About the Farm (and Some Pigs)

“Pigs by the Radiator” Copyright Sharlie Donily

One thing I have been using a lot more during the pandemic is a nice little library app called Libby. It’s like a one-stop shop for all my digital library needs – especially audiobooks. Sometimes when I just want to listen to something while I walk or cook or exercise, I check out what’s available right now – kind of like Russian library roulette. And so, I found myself listening to Charlotte’s Web. The bonus: it was read by the author E. B. White himself.

I came to this classic book kind of late, not reading it until I was in my thirties. I was enchanted then and was enchanted again as I listened last week to a story about a couple of unlikely best friends: a pig and a spider. The setting however, was not unfamiliar to me: a barn with lots of other residents. In the story there are cows, geese, even a rat who goes through his own story arc. And I reminisced a little about when I had a barn to visit like Fern, the girl who saved Wilbur the pig from an early demise.

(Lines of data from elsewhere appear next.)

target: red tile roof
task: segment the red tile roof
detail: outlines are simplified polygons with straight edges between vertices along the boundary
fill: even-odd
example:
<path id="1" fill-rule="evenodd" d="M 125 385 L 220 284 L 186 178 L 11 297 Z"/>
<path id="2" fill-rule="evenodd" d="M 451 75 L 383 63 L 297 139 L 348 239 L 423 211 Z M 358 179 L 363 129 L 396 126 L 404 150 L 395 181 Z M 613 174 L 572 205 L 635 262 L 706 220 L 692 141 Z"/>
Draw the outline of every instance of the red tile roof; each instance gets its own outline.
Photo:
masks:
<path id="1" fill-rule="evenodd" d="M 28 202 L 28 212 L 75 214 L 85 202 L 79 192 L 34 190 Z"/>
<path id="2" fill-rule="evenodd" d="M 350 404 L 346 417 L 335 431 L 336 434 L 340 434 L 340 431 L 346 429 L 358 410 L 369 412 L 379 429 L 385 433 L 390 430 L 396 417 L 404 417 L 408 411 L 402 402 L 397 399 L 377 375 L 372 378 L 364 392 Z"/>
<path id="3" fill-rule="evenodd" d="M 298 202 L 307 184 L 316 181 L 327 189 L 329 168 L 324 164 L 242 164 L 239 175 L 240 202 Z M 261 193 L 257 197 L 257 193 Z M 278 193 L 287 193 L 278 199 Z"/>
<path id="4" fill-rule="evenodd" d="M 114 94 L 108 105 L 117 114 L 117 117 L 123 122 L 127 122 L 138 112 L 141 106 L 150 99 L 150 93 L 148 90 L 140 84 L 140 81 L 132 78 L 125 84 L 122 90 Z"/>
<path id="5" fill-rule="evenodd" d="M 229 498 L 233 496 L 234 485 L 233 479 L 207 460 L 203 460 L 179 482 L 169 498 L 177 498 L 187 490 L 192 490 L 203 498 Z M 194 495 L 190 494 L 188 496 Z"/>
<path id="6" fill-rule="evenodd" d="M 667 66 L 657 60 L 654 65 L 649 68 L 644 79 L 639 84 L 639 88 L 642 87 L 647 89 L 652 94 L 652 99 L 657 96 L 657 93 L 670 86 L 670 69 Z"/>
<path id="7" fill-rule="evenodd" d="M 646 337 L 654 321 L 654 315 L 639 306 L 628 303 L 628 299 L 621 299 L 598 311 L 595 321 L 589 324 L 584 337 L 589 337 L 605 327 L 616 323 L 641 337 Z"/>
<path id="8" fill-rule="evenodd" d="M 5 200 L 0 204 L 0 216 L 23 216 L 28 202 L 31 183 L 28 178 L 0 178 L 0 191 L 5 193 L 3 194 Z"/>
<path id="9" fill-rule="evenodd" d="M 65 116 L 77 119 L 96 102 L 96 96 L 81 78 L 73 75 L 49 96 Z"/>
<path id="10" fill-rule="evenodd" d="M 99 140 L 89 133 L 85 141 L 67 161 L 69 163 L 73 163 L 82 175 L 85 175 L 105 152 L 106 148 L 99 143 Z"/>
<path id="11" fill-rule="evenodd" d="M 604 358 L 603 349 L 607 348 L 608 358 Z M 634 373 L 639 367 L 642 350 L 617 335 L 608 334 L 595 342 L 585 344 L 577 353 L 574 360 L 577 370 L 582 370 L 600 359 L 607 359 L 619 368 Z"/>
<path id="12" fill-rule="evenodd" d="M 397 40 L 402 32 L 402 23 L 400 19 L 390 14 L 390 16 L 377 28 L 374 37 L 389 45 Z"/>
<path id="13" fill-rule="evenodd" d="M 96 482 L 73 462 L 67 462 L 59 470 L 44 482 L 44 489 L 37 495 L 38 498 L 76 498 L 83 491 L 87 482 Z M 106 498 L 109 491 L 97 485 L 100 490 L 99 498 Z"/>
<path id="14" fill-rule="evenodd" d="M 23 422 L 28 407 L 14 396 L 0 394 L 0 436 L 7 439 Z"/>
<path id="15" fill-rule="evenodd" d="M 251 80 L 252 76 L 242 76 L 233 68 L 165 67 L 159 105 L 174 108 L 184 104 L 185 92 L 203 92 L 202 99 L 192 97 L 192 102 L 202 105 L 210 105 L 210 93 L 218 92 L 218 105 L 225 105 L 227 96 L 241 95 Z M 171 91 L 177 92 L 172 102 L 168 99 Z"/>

One of my favorite memories about living on the farm, however, isn’t about me visiting the animals in the barn but the other way around. In the early spring, when a litter of baby pigs arrived but the temperature dipped too low for their safety, my Dad or my brothers would bring a cardboard box of piggies into the house for the night. The box would be placed next to the wall register in my bedroom off the kitchen and I was lulled to sleep by the gentle squeaks of warm baby piggies. (I would pay cash money for a sleep app that featured a “warm newborn piglets in a cardboard box” soundtrack.)

I’m so thankful for having grown up on the farm. Although it was never my ambition to keep being a farm girl, I am glad that I know where my bread and butter actually do come from. I’m re-reading another favorite right now – Animal, Vegetable, Miracle by Barbara Kingsolver – about her family’s year-long chronicle with eating a diet of only locally sourced foods, much of which was grown on their own farm. I decided to read this book slowly, enjoying the corresponding chapters with each ensuing month. It starts in March. Kingsolver, an wonderful writer, but also a botanist and a vigilante gardener outlines in the introduction how very far removed most people are from the source of their food. Even a biologist friend, hearing Kingsolver recap over the phone the goings-on in her garden was surprised to hear that the potatoes were “up”: she thought that potatoes only had bottoms, no tops.

Most of us who grow up on the farm know that you name your pets with caution, understanding the caveat that having a name doesn’t mean they will escape their eventual fate like Wilbur the Pig does. (And zero of us knows a spider who managed it.) But there’s something very gratifying about knowing where your Easter ham comes from or the colored eggs (hint: not a bunny) or the asparagus that Kingsolver rhapsodizes about in her March chapter.

Thank goodness for farmers and writers who remind us of these simple life-giving things.